I had an extraordinary experience working with the NHS for 2 years on the NHS review, which outlines how we can use technologies such as AI and digital genomics to improve medicine and change the workforce. In a way, I think we’re finally seeing the effects of that. It was published back in 2018–2019, so it has been a good few years now. I’m really gratified that they set up a digital fellowship and have trained dozens of clinicians through it as an outgrowth of the review. But the core issue, I think, is that we cannot simply keep hiring more and more people. In every country, the healthcare workforce is growing far beyond what any system can financially sustain. So, how do we use new tools, like the AI we’ve been discussing, to enable fewer clinicians to deliver better care, and at a lower cost? I genuinely think we’ll get there. Right now, we hear a lot of clinicians saying, “Oh gosh, I won’t have a job.” That is the very last thing they should worry about. We should be focused on boosting morale, getting rid of the data-clerk burden, directing our efforts towards the people who most need care, and helping everyone become more autonomous, giving clinicians and patients intelligent tools so that they don’t have to rely as heavily on the workforce model of today. We are moving in that direction; it never happens as quickly as it could, but there has already been strong validation in recent real-world studies showing it’s possible. We do have to keep pursuing high-quality, rigorous research before fully deploying these technologies, as we absolutely do not want to compromise care. But it’s important to remember that accuracy in medicine today is not good enough. Serious diagnostic errors are common, and AI has already demonstrated that it can help reduce them. When people say AI will make mistakes, of course it will. But human errors occur at a much higher rate. We cannot expect perfection; we certainly don’t have it now.

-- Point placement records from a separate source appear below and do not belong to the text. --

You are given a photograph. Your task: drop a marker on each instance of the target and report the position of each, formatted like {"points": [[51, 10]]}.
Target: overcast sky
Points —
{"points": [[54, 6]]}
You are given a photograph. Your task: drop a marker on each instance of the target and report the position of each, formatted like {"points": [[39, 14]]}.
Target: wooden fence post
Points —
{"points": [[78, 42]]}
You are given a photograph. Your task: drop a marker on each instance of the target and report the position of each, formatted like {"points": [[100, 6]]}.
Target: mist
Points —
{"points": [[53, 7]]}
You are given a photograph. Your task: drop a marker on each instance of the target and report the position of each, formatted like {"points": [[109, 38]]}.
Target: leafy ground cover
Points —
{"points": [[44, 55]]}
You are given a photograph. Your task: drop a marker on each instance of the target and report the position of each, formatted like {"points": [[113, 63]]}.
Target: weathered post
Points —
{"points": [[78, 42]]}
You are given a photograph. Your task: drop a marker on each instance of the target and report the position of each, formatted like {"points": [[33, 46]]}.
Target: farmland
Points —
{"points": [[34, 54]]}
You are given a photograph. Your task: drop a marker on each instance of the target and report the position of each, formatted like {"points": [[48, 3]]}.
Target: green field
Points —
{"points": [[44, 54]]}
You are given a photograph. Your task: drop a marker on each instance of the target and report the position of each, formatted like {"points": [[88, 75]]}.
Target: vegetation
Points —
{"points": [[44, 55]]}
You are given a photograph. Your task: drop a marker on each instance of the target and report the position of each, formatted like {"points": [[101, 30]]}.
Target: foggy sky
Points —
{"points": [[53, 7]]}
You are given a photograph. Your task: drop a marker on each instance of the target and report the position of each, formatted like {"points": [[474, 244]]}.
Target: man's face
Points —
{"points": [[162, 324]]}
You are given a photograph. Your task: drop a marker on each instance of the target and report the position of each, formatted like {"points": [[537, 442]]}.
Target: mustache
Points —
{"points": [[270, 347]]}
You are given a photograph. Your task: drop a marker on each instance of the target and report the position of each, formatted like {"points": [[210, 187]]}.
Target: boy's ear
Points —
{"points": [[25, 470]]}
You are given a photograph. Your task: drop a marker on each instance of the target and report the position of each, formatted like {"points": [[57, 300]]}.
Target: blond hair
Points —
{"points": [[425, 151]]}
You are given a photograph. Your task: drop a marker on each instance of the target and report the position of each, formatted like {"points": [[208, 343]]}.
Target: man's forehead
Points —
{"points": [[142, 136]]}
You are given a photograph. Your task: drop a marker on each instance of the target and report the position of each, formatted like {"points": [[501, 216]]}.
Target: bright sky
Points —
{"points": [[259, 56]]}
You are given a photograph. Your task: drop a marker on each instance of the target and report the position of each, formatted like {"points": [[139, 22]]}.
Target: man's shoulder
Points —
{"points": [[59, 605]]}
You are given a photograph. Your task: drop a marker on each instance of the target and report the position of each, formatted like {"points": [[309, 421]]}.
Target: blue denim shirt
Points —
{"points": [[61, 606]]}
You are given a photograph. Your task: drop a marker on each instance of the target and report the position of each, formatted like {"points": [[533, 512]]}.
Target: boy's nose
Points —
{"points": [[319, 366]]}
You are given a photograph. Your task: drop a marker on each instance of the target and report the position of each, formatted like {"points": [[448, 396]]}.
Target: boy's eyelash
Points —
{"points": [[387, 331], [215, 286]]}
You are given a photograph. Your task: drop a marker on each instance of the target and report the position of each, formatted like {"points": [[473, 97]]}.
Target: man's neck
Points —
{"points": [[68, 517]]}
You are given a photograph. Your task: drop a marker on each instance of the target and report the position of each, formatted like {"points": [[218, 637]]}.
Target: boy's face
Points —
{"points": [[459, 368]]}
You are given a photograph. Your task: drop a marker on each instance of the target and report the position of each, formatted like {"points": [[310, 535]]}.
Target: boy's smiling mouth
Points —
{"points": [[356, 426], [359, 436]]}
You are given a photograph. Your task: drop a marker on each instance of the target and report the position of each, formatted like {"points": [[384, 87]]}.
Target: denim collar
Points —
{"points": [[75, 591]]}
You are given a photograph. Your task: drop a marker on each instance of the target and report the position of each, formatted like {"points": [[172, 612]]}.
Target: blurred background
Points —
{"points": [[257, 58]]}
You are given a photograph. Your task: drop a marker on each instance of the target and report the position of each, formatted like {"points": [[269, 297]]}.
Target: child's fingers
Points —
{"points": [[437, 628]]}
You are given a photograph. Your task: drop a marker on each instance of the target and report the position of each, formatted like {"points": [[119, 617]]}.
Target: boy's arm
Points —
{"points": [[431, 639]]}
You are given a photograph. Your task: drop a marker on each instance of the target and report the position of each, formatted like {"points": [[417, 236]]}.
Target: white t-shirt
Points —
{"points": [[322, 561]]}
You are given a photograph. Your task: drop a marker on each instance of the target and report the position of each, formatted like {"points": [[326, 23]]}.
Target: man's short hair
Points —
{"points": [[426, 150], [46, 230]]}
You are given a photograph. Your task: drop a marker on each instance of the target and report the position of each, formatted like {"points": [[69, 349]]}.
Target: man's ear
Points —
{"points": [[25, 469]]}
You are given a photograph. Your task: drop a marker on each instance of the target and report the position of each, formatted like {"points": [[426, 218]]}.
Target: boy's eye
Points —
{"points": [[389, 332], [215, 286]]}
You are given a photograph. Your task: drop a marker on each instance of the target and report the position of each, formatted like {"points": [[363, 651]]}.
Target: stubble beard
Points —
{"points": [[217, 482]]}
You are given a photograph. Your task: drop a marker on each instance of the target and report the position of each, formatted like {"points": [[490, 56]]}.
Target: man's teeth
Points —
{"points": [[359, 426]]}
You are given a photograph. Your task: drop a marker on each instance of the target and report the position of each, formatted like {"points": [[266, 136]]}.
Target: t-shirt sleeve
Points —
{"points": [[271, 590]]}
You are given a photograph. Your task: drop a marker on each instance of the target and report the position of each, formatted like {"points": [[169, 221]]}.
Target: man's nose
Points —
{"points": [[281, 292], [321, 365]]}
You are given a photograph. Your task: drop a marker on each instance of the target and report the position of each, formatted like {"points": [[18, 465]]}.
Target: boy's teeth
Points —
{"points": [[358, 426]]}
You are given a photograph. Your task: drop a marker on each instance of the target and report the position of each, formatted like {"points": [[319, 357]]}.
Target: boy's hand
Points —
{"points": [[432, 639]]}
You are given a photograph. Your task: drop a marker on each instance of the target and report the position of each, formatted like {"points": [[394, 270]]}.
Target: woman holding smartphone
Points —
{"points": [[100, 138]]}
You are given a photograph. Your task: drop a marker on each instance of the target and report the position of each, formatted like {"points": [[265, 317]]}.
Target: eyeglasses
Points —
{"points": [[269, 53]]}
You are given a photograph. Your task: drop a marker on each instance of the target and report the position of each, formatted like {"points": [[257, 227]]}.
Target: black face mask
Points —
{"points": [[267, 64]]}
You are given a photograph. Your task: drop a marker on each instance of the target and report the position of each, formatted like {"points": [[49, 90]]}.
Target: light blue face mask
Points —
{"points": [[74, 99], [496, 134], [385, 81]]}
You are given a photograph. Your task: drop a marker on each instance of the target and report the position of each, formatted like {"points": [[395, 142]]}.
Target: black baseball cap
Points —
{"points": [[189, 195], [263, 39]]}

Looking ahead, which innovations do you foresee driving the next major breakthroughs in digital and precision medicine over the coming decade?
I think that with the depth of data we can now obtain, with longitudinal data, plus information from wearable sensors to capture physical activity, sleep health, and even stress via heart rate, we are going to be able to pull this data together and know a person’s health arc 20 or 30 years in advance.
When we do that, it isn’t going to be us accepting these bad things that might happen, but we will be able to say, you’re likely to have a heart attack at this age, so this is what we’re going to do now to prevent that from happening. This to me will be the biggest change in medicine in my lifetime. I hope that we’ll get to see it actualised. It’s inevitable that we’re going to get there, but we’re still in the earliest stages. I am really excited about it, and it all relies on bringing together all these data sources and the ability to analyse it. But once we get there, watch out, we’re going to make a big impact on the major diseases of humankind.